Berdasarkan : KODEKI Pasal 7d.
g. Dokter harus menghormati petugas medis yang lain yang bekerjasama dengannya pada saat
perang.
Berdasarkan : KODEKI Pasal 9.
h. Dokter harus bersikap tulus ikhlas dan menggunakan segala ilmu dan keterampilannya bagi
pasien (korban).
Berdasarkan : KODEKI Pasal 10.
i. Dokter harus memberikan kesempatan pada pasien untuk berhubungan dengan keluarga atau
rohaniawannya.
Berdasarkan : KODEKI Pasal 11.
j. Dokter wajib memberi pertolongan darurat bagi pasien (korban).
Berdasarkan : KODEKI Pasal 12.
k. Dokter harus bertanggung jawab kepada penguasa-penguasa militer tempat tawanan itu untuk
kegiatan jabatan dari anggota dinas kesehatan yang ditahan untuk dipekerjakan tersebut.
Berdasarkan : Konvensi Jenewa I Pasal 28
l. Dan lain-lain.
REFERENSI
- Henckaerts, Jean-Marie. 2005. Jurnal Internasional Review of The Red Cross volume 87 no.
857 Maret 2005. Washington: ICRC.
- Nelson, Anna. Ringkasan Konvensi-Konvensi Jenewa Tertanggal 12 Agustus 1949 Serta
Protokol-Protokol Tambahannya. Jenewa: ICRC.
- Konvensi Jenewa I Tahun 1949 Tentang Perbaikan Keadaan Anggota Angkatan Perang Yang
Luka Dan Sakit Di Medan Pertempuran Darat.

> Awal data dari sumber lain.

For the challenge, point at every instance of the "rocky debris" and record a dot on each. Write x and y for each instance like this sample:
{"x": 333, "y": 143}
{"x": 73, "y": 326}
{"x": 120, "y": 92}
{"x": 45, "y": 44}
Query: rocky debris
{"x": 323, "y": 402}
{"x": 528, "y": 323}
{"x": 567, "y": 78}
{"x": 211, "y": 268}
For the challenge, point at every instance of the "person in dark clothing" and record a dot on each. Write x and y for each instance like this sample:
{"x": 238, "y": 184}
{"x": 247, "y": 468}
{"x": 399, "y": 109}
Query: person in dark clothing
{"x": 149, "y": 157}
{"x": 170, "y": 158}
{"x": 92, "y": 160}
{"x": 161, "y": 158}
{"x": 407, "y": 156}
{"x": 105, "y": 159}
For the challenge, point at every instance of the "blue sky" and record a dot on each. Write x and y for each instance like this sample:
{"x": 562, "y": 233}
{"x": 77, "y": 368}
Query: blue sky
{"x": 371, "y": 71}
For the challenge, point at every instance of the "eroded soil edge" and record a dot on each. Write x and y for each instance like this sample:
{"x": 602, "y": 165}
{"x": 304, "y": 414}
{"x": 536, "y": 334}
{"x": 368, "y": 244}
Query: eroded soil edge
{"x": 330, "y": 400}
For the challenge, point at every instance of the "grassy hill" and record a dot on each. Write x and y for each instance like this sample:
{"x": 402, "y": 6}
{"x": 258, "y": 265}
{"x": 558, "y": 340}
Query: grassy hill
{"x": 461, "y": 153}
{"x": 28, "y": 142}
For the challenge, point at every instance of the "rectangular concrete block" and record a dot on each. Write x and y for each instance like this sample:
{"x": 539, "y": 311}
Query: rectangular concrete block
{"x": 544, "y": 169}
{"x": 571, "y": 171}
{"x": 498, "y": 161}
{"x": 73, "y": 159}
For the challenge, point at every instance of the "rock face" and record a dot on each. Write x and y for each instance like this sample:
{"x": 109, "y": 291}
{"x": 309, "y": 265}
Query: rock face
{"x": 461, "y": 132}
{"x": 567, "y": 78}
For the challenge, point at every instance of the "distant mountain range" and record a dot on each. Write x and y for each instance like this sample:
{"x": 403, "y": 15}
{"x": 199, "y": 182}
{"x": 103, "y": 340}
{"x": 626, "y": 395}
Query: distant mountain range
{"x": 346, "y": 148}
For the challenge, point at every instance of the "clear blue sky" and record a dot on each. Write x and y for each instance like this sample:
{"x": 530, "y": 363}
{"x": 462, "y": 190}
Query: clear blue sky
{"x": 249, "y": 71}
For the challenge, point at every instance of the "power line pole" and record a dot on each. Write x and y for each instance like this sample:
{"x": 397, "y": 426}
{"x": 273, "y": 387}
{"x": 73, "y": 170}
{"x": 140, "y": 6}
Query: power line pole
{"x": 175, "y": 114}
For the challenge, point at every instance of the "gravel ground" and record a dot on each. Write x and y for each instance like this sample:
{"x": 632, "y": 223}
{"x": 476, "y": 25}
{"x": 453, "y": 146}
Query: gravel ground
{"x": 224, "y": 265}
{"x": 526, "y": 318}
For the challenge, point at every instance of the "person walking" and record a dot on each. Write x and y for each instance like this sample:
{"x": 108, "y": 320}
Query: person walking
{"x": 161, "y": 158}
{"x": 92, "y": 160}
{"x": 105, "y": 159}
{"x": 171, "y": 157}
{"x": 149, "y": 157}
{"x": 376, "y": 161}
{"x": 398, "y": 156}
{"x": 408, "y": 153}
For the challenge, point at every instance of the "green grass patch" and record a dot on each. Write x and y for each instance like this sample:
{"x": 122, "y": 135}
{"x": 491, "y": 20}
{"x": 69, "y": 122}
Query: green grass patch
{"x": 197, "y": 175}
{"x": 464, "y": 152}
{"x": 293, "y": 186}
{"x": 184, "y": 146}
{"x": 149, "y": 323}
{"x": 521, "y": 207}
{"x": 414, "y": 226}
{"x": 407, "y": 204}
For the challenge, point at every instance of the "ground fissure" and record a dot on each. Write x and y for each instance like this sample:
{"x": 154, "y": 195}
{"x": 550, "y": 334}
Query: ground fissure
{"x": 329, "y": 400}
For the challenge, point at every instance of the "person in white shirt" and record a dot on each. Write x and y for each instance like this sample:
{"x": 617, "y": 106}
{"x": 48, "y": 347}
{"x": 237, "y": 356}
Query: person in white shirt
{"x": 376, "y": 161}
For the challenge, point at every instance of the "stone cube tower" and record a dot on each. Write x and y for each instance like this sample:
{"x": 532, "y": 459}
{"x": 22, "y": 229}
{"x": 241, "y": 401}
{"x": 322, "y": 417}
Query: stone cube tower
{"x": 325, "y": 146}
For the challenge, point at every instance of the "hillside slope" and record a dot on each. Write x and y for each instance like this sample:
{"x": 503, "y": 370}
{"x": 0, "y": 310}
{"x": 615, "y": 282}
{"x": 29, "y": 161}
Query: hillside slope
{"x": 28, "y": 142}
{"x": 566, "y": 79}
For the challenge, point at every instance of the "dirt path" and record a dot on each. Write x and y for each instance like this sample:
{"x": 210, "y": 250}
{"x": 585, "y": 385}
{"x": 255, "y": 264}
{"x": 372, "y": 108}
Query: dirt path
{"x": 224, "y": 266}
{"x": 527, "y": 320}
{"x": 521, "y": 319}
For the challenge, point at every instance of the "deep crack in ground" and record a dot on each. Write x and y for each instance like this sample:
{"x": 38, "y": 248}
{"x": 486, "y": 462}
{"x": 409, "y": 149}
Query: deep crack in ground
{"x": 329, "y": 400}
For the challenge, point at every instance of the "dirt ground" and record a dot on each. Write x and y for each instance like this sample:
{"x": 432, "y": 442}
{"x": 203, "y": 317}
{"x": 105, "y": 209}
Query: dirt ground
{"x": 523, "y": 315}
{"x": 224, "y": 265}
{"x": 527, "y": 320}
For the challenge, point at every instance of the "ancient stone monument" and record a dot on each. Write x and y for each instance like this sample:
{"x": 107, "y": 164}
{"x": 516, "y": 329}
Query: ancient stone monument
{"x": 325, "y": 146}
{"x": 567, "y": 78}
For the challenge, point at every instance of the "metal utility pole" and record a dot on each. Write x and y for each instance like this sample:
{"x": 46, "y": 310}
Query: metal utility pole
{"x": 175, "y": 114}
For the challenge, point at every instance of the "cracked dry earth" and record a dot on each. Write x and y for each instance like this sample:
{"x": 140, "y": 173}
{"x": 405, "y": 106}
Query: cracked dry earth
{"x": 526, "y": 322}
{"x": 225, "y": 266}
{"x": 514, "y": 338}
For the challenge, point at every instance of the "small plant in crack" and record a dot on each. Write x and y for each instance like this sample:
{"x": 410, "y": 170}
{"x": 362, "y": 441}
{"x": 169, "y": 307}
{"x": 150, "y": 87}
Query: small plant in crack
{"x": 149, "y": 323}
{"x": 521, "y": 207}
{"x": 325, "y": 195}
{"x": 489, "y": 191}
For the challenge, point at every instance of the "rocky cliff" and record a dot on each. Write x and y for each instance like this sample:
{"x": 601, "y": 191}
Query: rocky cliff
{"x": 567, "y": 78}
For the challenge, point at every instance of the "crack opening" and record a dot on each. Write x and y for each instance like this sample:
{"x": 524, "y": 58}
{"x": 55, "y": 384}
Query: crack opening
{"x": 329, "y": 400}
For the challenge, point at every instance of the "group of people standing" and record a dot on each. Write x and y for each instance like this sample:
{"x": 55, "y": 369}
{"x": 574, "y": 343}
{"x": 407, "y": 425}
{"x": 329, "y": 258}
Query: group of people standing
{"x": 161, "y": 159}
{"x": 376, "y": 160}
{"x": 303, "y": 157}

- Undang-Undang No. 59 Tahun 1958 tentang Ikut Serta Negara Republik Indonesia Dala
Seluruh Konpensi Jenewa Tanggal 12 Agustus 1949.
- Majelis Kehormatan Etik Kedokteran Indonesia. 2002. Kode Etik Kedokteran Indonesia dan
Pedoman Pelaksanaan Kode Etik Kedokteran Indonesia. Jakarta: Ikatan Dokter Indonesia.